In a preproof in the Journal for Food and Composition Analysis, researchers explored the feasibility of distinguishing the geographic origin of four traditional famous peaches in China by visible-near infrared spectroscopy, fluorescence spectroscopy and image processing Technology.

Study: Identification of the geographic origin of peaches by VIS-NIR spectroscopy, fluorescence spectroscopy and image processing technology. Image Credit: Africa Studio/Shutterstock.com

Peaches are a fruit that originated in China and have been extensively farmed in various nations and areas for more than three thousand years. It is widely adored by customers and has grown to be the third-largest fruit in the world due to its delectable and sweet flavor. With the rise in living standards in recent years, there has been an increase in demand for peaches of superior quality.

Types of Peaches

China's four classic and well-known varieties of peach are the Yangshan, Feicheng, Shenzhou, and Fenghua. 

The Fenghua peach, which has been grown for over 800 years and is regarded as the first peach in China by domestic and international peach specialists, is produced in Ningbo, Zhejiang. Produced in Shenzhou, Hebei, the Shenzhou peach has a long history of planting dating back to the Western Han Dynasty and was long considered a tribute of the imperial court. Produced in Feicheng, Shandong, the Feicheng peach is hailed as "the champion of peach groups" and has been grown there for 1700 years. In 2009, the Wall Street Journal referred to the Wuxi, Jiangsu-produced Yangshan peach as "the most delectable peach in the world."

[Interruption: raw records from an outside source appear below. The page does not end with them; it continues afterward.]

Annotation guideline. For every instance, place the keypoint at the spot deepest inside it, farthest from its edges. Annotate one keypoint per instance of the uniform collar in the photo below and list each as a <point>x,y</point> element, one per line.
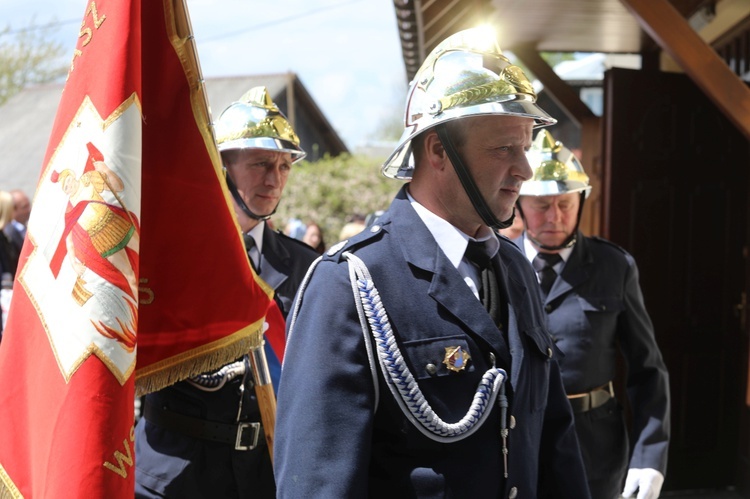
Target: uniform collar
<point>452,241</point>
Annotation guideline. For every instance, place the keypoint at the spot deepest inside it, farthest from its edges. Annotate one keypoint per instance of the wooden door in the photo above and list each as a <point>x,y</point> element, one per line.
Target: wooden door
<point>676,197</point>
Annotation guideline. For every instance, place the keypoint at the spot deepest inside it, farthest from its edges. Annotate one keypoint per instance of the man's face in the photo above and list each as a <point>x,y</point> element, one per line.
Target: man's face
<point>551,219</point>
<point>260,177</point>
<point>494,151</point>
<point>21,207</point>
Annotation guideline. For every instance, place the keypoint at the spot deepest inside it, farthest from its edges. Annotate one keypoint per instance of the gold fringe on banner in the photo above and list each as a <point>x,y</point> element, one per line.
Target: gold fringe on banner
<point>200,360</point>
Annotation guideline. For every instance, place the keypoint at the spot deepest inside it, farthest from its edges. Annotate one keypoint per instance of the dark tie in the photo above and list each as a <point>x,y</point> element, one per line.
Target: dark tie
<point>477,254</point>
<point>489,293</point>
<point>543,264</point>
<point>249,245</point>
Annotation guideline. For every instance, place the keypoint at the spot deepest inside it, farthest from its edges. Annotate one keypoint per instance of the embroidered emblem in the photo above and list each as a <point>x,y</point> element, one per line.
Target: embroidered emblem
<point>455,358</point>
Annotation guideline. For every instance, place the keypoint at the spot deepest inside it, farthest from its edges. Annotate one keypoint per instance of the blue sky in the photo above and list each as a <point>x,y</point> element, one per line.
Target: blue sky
<point>345,52</point>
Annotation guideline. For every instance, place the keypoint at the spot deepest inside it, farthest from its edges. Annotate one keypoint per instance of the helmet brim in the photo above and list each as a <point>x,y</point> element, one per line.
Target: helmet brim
<point>267,143</point>
<point>400,164</point>
<point>553,188</point>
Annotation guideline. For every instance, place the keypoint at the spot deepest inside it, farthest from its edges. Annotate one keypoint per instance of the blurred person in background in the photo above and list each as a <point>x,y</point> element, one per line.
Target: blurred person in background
<point>203,437</point>
<point>593,301</point>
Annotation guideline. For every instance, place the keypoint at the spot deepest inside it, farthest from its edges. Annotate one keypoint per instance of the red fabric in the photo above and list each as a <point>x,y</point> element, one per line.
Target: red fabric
<point>71,435</point>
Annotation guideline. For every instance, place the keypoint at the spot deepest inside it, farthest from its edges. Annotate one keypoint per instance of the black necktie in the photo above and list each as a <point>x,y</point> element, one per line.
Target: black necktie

Why the Geographic Origin Identification of Peaches is Important

These four classic and well-known peaches offer clear benefits over other peaches in terms of acidity, hardness, and soluble solids content (SSC), which are also significant indicators of peach quality. They cost a lot more than ordinary peaches as a consequence. The necessity to identify the geographic origin of peaches extends beyond the demands of peach suppliers because of the greater economic worth of peaches produced in certain places and the fact that peaches from various regions have distinctive flavors that influence customer choice. Consequently, it is imperative to pinpoint the region of origin for peaches.

Current Methods for Geographic Origin Identification of Peaches

Various techniques, including DNA analysis, high-performance liquid chromatography (HPLC), gas chromatography (GC), have been successfully used to pinpoint peaches' origin. However, these procedures' drawbacks include likely damaged samples, expensive to operate, and time-consuming and laborious process. Therefore, providing a practical, straightforward, and non-destructive way to determine geographic origin is essential.

Methods Used in this Study for Geographic Origin Identification of Peaches

The viability of using image processing technology, fluorescence spectroscopy and VIS-NIR spectroscopy to determine the geographic origin of peaches was investigated in this study. First, principal component analysis (PCA) was used to analyze the spectral data, and color attributes were retrieved from the pictures; then, the classification models for extreme learning machine (ELM), random forest (RF), k-nearest neighbor (KNN), and support vector machine (SVM) were developed. To streamline the models, the decision tree analysis was subsequently used to investigate the variables most closely associated with peaches' geographical origin. Peach quality characteristics such as SSC, firmness, diameter and mass were also measured.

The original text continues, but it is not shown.